The old man, Lonnigan, stashes the matches behind his back. They poke past his hipbone.

“Don’t make a nuisance,” Clive says, gently wresting them away.

“You sadistic bull Negro.”

“What have I told you about that trash?”

“Big as a bull, sadistic, and you’re a Negro.” Lonnigan pronounces it Negra . “Where am I lying?”

“You speak to wound. The preferred nomenclature is African Canadian.”

Lonnigan’s jaw juts. “When are you gonna fix my record player?”

“It’s been bust since they rolled you in.”

“You said you’d help.”

“Tomorrow,” says Clive. “Go on, now, give me peace.”

“Visiting hours are over,” Lonnigan says to me.

“Why fret every little thing, Mister L? Lighten up. You’ll live longer,” I say.

“Here’s a nudie club bartender telling me how to live. I lived plenty enough.”

“Nine-tenths of the time he’s demented,” Clive says to me. “But there’s that other tenth.”

Clive folds his arms across his chest. A puzzled but not aggressive gesture.

My father died seven months ago. His body’s interred up the road. His room presently occupied by someone else.

“I saw these fireworks and thought of Dad.”

“Long ways off the First of July, Patience.”

“Bad idea?”

Clive unknits his arms. “Long as we aim them over the golf course I can’t see the harm.”

The courtyard: clean-swept and hemmed on three sides by balconied terraces. Clive wheels Lonnigan out. A patchwork blanket is draped over the old man’s legs.

“Mr. L chummed around with your father,” says Clive.

“Didn’t know you were his relation,” Lonnigan says. “That your baby?”

Lonnigan appears to have forgotten we all start out so small. Jane grasps his index finger in her tiny fist.

“The grip on him. Be a ballplayer.”

“He’s a she.”

“I’ll be damned.”

Clive wrestles a stone flowerpot into the centre of the courtyard. Windows brighten about us. I angle a roman candle east over the golf course.

“We need matches.”

“How about it, Mr. L?” says Clive. “You got some matches for the little lady?”

“Skunk. You rotten skunk.”

“I smoke,” Lonnigan says after Clive’s gone inside for some. He cups his neck while he talks, as if to keep in fingertip contact with his heartbeat. “Cherrywood briar. Got the tobacco but they won’t let me lay my hands on matches. My doc’s a wet-behind-the-ears little sonofabitch shaver. Bastard still wears dental braces. Taking my marching orders from a, a, a — a brace-face. Pipe but no matches. Like to give a man a gun but no bullets. Don’t grow old, is my advice to you.” He gives this same warning to Jane in a high baby voice: “Don’t… grow… old.”

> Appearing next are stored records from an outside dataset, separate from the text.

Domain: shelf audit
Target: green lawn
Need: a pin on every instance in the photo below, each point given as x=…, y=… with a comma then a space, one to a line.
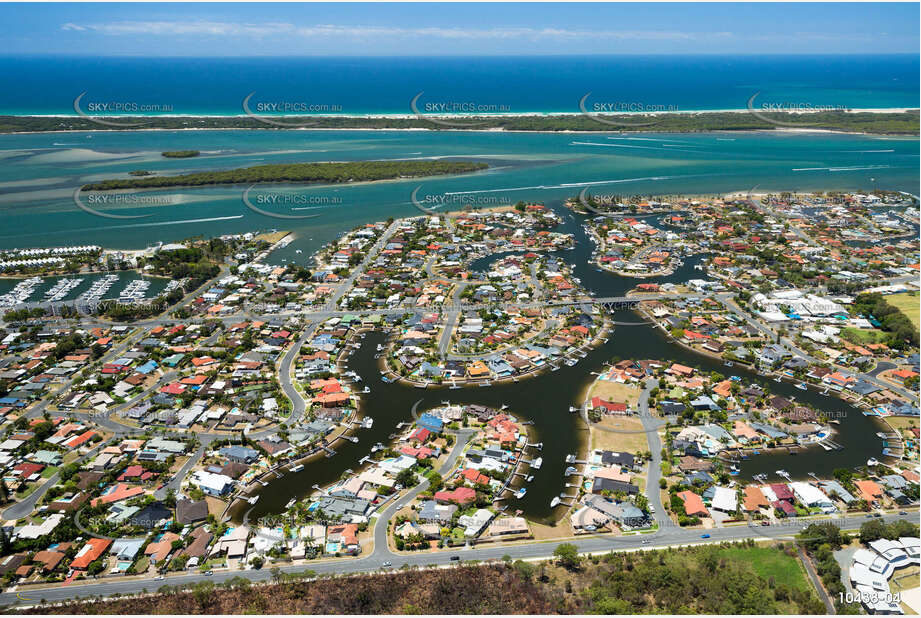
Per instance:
x=860, y=336
x=769, y=562
x=907, y=303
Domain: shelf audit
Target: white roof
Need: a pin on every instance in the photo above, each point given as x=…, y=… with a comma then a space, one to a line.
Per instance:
x=32, y=531
x=808, y=494
x=724, y=499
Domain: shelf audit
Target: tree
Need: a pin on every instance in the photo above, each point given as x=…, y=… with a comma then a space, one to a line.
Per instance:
x=872, y=531
x=568, y=555
x=406, y=478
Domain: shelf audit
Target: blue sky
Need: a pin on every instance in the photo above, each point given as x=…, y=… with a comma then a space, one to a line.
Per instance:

Clive returns with a Zippo. Coloured balls of fire arc over telephone poles at the courtyard’s edge. Lonnigan’s eyes close. Eyelids thin as tissue paper wormed with red capillaries.

“When we were kids,” he says, “we’d find bullets in the fields. Battles had been fought there, you see. We’d take our spades”—he clarifies—“I mean spades as in shovels. Not that we had slaves the colour of Clive here who did our digging.”